Olu Sarr in via Interim Guinea Current Commission (Accra): African countries have been advised to cooperate in adapting now to the ravages of climate change or face the harsh consequences of inaction that would befall large numbers of the continent’s 967 million people.

“We need to have early warning systems and other types of monitoring systems to know what is changing and the impact of that,” Thomas Staal, the mission director for USAID Africa Bureau, said at one of several sessions of the 7th African Development Forum held from 10-16 Oct in Addis Ababa, the Ethiopian capital.

Among his numerous suggestions were that science and technological innovations should forge adaptive solutions, such as modifying crops or changing the growing periods of crops to fit the changing and emerging climatic conditions. Adaptation and cooperation emerged as the central point of agreement from a wide-ranging debate on dealing with the problem, at the session on “Climate change, human development, security and ecosystem sustainability”.

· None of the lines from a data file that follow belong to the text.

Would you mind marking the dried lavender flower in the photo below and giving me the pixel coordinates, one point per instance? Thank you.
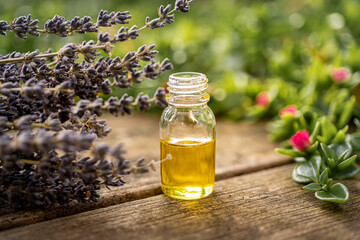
(40, 163)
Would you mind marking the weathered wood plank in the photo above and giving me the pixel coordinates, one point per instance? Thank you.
(241, 148)
(261, 205)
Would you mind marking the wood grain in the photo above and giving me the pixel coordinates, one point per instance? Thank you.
(241, 148)
(262, 205)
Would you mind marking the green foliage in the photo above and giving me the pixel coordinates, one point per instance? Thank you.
(331, 159)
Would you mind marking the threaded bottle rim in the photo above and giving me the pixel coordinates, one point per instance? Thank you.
(187, 89)
(187, 83)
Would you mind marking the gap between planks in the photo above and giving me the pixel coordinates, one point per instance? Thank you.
(241, 148)
(262, 205)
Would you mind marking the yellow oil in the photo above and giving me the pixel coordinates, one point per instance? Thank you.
(190, 174)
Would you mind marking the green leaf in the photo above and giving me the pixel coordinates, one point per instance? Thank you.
(346, 163)
(315, 131)
(299, 179)
(310, 169)
(355, 141)
(324, 177)
(339, 149)
(343, 156)
(313, 187)
(312, 148)
(331, 163)
(300, 159)
(337, 193)
(357, 123)
(350, 172)
(329, 153)
(339, 137)
(347, 112)
(290, 152)
(328, 129)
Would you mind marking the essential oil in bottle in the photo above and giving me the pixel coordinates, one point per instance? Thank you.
(187, 135)
(190, 172)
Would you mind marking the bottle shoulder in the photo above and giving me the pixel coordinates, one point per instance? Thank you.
(202, 114)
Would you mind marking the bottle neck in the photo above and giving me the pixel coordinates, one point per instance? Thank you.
(187, 89)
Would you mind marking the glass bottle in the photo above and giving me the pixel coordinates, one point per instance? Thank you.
(187, 138)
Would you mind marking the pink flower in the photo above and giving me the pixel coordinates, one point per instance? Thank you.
(263, 99)
(300, 141)
(288, 110)
(340, 75)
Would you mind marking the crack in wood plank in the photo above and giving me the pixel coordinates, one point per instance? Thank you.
(262, 205)
(241, 148)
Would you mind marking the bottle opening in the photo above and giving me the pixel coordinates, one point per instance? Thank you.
(187, 89)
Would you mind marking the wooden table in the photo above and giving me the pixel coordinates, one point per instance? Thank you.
(254, 198)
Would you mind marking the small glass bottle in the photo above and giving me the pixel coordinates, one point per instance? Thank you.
(187, 138)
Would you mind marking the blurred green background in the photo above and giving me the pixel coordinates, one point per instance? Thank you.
(284, 47)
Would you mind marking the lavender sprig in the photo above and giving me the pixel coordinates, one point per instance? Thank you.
(41, 164)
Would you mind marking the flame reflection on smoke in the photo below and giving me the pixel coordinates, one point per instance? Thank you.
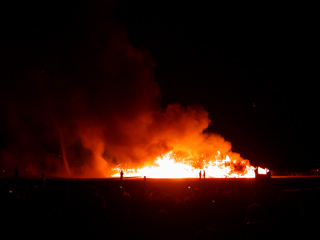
(167, 167)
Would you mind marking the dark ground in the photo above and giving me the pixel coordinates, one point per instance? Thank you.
(160, 208)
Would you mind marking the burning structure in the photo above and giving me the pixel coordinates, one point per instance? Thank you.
(95, 102)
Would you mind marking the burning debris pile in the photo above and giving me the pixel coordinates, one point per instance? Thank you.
(97, 105)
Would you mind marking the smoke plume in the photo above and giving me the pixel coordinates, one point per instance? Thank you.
(86, 101)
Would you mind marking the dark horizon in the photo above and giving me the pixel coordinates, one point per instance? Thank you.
(249, 66)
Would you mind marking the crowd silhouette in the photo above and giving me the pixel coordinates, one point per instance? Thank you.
(83, 209)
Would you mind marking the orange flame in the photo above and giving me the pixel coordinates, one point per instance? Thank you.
(169, 166)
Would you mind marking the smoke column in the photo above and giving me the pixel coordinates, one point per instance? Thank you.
(102, 95)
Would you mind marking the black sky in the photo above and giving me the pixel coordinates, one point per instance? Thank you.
(249, 64)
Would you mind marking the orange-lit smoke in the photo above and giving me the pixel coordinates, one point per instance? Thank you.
(105, 100)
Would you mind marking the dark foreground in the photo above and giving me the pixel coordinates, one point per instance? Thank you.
(279, 208)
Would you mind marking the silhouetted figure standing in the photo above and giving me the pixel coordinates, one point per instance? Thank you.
(16, 174)
(43, 180)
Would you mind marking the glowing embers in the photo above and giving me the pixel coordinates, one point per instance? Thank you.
(170, 166)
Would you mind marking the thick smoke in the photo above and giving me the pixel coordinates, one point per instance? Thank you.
(87, 102)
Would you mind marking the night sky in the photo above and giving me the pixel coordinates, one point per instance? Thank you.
(250, 65)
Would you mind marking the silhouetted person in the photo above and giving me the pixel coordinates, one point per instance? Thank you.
(16, 174)
(43, 180)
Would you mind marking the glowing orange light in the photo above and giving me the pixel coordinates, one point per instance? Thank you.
(167, 166)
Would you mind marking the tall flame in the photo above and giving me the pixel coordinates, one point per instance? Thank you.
(168, 166)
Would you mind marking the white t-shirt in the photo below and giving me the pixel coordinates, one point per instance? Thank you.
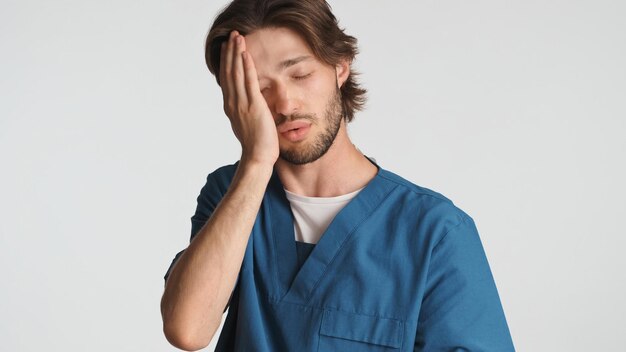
(312, 215)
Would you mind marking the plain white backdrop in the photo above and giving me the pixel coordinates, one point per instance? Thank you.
(110, 122)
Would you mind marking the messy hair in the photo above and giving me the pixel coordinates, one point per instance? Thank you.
(312, 19)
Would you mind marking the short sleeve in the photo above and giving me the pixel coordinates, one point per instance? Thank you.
(461, 309)
(211, 194)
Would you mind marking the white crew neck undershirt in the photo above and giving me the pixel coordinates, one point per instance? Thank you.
(312, 215)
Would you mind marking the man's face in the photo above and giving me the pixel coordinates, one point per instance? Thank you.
(301, 92)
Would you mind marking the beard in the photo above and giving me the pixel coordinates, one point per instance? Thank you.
(309, 153)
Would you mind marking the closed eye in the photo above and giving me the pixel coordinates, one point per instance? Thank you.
(301, 77)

…One of the most dramatic effects of climate change in Africa is occurring along its western coastlines and in their marine ecosystems. Rising sea levels are washing away coastal communities in the countries sharing the Guinea Current Large Marine Ecosystem. Unchecked, the rising waters would lead to the salinization of large coastal aquifers, lagoons and other fresh water sources thus reducing agricultural production. The result of such outcomes would be the displacement of large numbers of people, and more….

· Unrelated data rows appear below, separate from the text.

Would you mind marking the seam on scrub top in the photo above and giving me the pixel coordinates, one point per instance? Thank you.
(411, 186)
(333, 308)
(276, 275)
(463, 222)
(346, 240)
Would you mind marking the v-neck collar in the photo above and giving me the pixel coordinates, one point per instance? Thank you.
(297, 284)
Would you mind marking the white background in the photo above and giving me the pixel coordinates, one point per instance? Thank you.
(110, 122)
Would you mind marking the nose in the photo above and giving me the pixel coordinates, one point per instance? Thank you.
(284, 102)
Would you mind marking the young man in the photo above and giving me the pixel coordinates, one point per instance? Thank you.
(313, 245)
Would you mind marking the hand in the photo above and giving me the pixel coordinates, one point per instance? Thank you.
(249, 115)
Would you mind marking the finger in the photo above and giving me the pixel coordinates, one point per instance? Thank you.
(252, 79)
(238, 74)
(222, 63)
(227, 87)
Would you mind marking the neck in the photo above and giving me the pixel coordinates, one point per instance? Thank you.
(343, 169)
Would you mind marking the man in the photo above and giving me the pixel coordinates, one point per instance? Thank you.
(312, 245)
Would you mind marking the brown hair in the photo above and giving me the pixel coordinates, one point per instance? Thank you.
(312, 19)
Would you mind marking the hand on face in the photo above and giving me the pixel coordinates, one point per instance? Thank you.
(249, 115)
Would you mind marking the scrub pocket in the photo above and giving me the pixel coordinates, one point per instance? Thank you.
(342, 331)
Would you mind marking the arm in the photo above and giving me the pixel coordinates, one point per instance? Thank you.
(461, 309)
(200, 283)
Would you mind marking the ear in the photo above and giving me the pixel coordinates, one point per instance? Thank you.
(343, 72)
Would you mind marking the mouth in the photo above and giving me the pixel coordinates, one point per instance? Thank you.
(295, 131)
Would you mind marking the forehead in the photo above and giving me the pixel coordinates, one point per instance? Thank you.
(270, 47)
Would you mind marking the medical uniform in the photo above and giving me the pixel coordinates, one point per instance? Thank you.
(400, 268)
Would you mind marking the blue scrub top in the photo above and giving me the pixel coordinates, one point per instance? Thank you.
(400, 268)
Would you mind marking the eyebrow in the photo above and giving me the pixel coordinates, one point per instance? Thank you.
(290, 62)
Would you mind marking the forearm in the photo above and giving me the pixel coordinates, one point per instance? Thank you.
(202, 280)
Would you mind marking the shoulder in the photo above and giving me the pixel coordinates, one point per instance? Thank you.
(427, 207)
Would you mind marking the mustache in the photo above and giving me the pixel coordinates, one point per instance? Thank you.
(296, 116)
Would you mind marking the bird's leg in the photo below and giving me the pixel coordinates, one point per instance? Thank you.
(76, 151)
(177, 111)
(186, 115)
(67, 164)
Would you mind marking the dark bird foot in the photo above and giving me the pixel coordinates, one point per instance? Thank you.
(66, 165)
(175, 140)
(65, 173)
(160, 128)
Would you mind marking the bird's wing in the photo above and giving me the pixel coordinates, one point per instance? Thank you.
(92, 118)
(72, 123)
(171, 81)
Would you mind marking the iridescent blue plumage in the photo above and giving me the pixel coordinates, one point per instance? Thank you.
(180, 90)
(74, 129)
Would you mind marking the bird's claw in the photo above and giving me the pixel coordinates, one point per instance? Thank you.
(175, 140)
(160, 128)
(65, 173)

The city of Conakry, Guinea, originated on Tombo Island and spread up the Kaloum Peninsula, sandwiched between mangrove swamps. In the 1960s, the city had a population of fewer than 40,000; in 2006, it had a population of nearly 2 million. These natural-color images, acquired by NASA’s Landsat satellites, show the city’s dramatic growth from 1986 to 2000. Land and water features look similar to how they would look in a photograph by a digital camera. Water ranges in color from deep to pale blue, vegetation appears dark green, and bare ground and urbanized areas range in color from gray to beige to reddish-brown.